The sales leader might rank his sales person’s top 5 work products as follows and then set standards accordingly.

  1. The sales person’s prospect list – Possible standards:
    • New accounts within the sales person’s territory
    • New departments in an existing account
    • Fit our ideal customer profile for the New Product
    • Competition does not have a presence in the account
  2. New Product Presentation – Possible standards:
    • Positive example:
      • Uses approved marketing template, slide deck, and messaging
      • Target audience is decision making team
      • Includes an agenda and follow up actions
    • Negative example:
      • No winging it
      • Don’t use your own slide deck
      • Don’t show up and throw up
  3. New Product Demonstration – Possible standards:
    • Follow our established process
    • Know your audience in advance
    • Have an agenda
    • Establish follow up steps
  4. New Product knowledge – Possible standards:
    • Pass the New Product online course with a minimum of 80% proficiency
  5. Opportunity Analysis Report – Possible standards:
    • Identifies a specific sales objective
    • Lists all decision makers and their roles
    • Provides evidence of interest in the form of the customers’ words – no mind reading
    • Includes a schedule for next steps to move the opportunity forward


When your sales people produce high quality work products acknowledge their work and effort. Most often proficiency in this area is simply expected as part of the job, after all, your sales people are professionals. But I can’t help but wonder how many opportunities have been lost due to lack of follow-up, a demonstration that missed the mark, or a poorly worded email.

Don’t ignore sloppy work. Address it one-on-one in a coaching meeting. Restate your expectations and show positive and negative examples. Ask questions to determine if it is the result of a process problem, lack of training or education, or a motivation issue. You may also want to include it as a development opportunity in your performance management program. And finally, schedule a follow-up coaching meeting to review progress.

Evaluation Method

Successful completion of this step is based on the following:

  • Agreement between you and your manager that you are focusing on the top 5 work products that enable sales goal achievement and support sales strategy execution.
  • You have a follow-up plan for:
    • Observing performance activities such as sales meetings, sales presentations, and demonstrations
    • Checking on training attendance and test results
    • Coaching for continuous improvement in advancing and closing deals

A New Approach

What I have described in this step may be business as usual for some sales leaders while for others it represents a new approach. Here are some reasons why I am so passionate about the Work Product exercise.

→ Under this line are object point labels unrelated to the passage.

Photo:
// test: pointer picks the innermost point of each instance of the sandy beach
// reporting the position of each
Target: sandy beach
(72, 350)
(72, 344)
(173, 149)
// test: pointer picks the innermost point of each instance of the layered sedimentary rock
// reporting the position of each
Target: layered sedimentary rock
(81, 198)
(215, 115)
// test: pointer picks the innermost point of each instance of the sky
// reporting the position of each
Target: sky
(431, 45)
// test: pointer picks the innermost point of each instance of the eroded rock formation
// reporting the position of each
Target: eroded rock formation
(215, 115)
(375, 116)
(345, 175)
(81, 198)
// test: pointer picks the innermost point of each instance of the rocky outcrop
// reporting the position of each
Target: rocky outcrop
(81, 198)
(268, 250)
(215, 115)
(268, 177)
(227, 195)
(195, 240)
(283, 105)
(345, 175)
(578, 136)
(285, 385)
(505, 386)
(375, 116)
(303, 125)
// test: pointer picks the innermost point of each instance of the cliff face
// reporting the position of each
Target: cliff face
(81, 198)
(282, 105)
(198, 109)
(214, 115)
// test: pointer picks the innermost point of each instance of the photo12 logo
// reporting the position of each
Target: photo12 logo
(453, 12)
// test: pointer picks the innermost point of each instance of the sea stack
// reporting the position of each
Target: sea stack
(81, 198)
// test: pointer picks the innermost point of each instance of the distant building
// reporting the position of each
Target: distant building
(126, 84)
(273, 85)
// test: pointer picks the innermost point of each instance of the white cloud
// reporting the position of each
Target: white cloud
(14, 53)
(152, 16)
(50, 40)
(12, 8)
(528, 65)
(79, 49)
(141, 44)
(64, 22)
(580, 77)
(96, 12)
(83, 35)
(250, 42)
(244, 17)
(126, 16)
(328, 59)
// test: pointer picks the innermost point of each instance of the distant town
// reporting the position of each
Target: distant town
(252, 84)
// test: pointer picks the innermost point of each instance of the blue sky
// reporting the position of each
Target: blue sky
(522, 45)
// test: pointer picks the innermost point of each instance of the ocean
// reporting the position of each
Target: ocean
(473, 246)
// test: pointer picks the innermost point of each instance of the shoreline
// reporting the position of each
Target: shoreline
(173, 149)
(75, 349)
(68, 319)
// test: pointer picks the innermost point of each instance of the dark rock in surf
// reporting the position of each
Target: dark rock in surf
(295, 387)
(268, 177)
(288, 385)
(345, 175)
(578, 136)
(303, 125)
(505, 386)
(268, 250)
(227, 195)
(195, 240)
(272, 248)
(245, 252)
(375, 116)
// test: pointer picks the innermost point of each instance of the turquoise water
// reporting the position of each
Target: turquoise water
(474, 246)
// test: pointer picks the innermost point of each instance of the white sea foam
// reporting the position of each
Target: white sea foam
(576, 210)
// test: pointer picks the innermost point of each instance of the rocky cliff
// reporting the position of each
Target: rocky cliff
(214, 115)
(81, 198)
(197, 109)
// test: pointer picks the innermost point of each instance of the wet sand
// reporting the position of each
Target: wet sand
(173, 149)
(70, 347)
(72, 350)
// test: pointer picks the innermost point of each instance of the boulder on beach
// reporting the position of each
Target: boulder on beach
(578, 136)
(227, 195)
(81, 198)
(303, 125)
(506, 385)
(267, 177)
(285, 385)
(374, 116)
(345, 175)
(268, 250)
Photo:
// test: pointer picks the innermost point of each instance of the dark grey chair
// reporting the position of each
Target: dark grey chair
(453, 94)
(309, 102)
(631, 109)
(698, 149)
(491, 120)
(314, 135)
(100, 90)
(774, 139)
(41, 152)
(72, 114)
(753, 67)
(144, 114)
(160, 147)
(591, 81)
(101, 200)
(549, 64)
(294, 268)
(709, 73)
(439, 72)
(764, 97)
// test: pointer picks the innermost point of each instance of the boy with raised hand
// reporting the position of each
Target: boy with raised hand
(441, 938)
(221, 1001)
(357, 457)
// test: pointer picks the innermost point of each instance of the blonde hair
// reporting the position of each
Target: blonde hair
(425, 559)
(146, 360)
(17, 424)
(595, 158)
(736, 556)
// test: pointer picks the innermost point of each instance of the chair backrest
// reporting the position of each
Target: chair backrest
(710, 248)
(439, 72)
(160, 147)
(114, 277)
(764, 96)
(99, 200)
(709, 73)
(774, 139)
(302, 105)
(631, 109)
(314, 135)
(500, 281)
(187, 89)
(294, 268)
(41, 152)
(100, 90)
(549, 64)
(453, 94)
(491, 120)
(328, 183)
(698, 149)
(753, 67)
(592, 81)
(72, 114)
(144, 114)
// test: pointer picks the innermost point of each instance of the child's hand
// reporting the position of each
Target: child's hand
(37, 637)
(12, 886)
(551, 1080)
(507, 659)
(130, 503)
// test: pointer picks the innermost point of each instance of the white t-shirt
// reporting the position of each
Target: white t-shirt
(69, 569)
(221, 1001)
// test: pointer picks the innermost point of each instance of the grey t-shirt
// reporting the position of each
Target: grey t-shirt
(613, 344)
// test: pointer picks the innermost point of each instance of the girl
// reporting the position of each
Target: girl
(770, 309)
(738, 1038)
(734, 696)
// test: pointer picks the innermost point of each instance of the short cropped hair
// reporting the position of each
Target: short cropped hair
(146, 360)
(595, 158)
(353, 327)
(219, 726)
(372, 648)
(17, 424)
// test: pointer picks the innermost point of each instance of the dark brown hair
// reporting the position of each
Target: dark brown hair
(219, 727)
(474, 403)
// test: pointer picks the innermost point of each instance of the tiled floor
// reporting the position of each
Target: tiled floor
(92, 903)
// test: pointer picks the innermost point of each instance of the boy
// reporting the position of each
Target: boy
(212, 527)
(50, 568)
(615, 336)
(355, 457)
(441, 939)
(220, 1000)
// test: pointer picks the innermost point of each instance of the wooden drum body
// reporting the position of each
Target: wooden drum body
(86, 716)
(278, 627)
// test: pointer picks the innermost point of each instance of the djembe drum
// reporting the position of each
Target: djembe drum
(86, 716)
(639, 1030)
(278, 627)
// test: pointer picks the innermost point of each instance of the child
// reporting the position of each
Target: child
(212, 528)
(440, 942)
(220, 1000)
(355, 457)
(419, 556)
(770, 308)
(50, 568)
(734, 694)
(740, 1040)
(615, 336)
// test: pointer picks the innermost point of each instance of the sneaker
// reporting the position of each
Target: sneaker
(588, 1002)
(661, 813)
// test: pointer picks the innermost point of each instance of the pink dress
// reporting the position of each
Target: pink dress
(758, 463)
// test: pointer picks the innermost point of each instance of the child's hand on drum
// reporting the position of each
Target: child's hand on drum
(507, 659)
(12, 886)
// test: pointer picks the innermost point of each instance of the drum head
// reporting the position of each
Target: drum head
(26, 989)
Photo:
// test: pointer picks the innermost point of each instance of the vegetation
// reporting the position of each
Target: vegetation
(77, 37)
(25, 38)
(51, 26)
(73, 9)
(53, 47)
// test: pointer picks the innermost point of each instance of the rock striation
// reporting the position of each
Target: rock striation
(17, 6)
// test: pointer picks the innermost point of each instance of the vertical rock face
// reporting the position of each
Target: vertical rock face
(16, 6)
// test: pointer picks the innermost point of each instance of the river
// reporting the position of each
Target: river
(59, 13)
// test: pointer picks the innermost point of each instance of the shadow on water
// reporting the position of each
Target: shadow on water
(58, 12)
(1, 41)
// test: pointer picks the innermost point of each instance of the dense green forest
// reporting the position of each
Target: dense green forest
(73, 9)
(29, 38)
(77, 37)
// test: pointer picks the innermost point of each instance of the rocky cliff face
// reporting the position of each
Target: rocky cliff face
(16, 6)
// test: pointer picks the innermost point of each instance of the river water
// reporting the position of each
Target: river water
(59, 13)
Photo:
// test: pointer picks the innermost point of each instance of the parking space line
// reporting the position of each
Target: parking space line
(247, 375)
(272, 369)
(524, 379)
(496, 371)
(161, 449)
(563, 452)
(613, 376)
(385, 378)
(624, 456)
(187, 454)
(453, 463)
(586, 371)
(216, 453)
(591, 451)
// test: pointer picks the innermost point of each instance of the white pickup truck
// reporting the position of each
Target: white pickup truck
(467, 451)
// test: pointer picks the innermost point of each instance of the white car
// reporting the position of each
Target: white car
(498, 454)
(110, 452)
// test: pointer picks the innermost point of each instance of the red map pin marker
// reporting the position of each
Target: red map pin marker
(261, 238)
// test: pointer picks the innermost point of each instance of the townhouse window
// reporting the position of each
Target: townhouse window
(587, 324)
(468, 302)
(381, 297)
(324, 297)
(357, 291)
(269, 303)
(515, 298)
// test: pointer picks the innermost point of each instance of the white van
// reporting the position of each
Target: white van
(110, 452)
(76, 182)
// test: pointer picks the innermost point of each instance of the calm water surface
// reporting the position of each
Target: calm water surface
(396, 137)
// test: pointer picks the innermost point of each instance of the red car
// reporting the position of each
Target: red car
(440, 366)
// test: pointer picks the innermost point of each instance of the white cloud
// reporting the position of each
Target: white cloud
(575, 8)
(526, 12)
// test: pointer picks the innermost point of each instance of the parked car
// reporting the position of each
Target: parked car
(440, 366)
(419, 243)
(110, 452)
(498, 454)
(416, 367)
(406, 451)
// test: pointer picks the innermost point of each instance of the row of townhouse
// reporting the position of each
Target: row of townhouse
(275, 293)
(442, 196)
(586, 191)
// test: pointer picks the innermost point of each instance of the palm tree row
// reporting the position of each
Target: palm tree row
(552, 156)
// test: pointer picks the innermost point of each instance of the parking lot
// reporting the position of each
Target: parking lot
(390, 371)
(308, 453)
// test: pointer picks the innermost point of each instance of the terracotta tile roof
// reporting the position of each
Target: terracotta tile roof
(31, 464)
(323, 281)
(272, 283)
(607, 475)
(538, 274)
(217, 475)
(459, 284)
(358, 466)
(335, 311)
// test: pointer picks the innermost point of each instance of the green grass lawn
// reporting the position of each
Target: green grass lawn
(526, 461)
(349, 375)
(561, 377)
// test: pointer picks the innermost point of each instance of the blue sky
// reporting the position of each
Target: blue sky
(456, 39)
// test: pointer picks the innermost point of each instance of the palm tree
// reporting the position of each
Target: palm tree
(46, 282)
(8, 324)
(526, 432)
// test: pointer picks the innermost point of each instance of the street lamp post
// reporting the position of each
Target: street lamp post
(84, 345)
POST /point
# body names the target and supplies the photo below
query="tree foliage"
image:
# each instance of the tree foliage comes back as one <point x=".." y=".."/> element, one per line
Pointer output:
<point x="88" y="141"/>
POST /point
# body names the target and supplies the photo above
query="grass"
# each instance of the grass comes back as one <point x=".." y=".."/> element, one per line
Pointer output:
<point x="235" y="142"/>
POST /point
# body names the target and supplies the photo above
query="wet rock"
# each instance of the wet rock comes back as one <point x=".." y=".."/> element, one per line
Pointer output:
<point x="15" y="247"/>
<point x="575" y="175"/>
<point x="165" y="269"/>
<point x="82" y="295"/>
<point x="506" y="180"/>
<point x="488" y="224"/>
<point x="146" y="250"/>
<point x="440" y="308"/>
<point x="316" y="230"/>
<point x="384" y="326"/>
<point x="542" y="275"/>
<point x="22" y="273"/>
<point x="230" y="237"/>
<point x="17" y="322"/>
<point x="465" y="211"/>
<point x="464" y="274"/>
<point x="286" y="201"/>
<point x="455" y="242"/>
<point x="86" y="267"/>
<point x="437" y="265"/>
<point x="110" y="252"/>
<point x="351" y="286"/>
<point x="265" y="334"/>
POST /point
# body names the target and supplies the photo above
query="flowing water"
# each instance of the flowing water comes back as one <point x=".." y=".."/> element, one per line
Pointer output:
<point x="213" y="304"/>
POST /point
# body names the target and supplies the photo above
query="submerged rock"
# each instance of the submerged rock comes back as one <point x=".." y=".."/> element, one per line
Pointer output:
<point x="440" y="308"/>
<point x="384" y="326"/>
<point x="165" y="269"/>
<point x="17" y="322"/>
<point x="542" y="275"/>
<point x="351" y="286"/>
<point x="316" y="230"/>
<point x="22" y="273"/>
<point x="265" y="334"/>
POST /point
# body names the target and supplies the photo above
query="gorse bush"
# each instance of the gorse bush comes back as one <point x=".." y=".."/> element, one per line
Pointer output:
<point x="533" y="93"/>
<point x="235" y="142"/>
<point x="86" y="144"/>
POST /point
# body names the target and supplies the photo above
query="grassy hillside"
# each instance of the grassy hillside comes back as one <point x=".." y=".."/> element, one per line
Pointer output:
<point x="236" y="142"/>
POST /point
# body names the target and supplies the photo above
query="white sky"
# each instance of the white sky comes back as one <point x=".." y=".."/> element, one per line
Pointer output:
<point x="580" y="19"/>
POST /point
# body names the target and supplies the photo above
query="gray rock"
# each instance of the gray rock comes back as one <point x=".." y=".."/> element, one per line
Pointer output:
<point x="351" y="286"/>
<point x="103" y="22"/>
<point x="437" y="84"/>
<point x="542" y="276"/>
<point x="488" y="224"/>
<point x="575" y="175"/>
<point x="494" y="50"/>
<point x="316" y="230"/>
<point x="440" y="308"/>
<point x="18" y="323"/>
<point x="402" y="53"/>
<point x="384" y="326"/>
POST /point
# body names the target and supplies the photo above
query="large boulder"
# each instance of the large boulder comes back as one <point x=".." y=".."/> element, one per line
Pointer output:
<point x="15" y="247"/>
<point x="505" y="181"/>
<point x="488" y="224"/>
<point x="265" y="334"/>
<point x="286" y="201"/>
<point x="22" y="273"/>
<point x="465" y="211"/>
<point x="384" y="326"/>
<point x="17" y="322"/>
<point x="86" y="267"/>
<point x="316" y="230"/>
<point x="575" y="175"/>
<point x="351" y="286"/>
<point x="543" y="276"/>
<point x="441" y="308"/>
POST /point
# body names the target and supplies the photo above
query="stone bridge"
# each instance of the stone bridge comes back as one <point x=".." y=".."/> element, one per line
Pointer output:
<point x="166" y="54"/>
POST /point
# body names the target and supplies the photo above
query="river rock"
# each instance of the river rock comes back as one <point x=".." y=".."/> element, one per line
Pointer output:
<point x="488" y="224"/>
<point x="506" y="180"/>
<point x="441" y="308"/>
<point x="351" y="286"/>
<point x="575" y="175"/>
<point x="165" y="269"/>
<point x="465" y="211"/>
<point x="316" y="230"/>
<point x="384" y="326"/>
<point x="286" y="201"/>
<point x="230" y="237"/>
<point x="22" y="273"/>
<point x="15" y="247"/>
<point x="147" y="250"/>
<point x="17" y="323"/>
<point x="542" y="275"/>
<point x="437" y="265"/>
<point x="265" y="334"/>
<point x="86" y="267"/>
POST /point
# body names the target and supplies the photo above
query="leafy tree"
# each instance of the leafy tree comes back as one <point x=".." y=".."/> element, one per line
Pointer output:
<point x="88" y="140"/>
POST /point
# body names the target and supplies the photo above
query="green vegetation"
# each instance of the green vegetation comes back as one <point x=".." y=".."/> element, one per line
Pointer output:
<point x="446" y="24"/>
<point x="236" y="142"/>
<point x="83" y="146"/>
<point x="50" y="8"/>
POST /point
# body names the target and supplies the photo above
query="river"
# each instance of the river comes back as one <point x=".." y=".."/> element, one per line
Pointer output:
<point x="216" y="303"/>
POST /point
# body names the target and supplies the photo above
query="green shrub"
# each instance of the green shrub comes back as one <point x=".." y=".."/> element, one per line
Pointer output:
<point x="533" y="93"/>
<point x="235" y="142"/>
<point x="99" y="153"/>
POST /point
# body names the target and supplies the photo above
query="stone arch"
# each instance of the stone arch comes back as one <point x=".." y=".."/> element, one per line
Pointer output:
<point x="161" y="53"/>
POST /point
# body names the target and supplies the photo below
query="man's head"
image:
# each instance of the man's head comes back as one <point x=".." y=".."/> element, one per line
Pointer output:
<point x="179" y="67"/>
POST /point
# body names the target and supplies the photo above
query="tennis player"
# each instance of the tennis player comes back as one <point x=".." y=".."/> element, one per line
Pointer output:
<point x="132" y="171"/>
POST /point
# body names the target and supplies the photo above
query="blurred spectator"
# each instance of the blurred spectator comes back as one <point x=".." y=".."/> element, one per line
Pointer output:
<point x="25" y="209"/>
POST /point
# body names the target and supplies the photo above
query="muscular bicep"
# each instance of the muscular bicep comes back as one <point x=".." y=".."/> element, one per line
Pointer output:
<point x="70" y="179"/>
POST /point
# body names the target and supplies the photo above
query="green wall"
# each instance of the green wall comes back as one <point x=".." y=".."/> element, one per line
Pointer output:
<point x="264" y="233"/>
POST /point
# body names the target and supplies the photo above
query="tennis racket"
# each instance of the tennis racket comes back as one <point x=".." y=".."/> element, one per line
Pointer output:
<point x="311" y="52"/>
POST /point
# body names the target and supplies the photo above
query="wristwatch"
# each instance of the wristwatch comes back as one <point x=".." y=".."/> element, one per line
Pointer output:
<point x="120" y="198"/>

  1. If you are a sales leader promoted from within the ranks this ‘tangible things’ approach can help elevate you in the eyes of your team and reduce friction from personality issues.
  2. Focusing on the top 5 work products at each level in the sales organization ensures goal alignment and support for sales strategy execution.
  3. Work product performance and proficiency provides you with excellent diagnostic information. If a sales person’s work product is not up to standards, you will be quickly able to determine if it is a knowledge, capability, or process problem.
  4. This additional information provides a foundation and framework for coaching sessions and ensure you are working on the right end of the problem.

And finally look to your master craftsmen, your exemplary performers, for guidance on standards. They make it look easy, but by looking at their work products you may discover the artistry and finesse they so effortlessly employ. After all, sales is a performance art.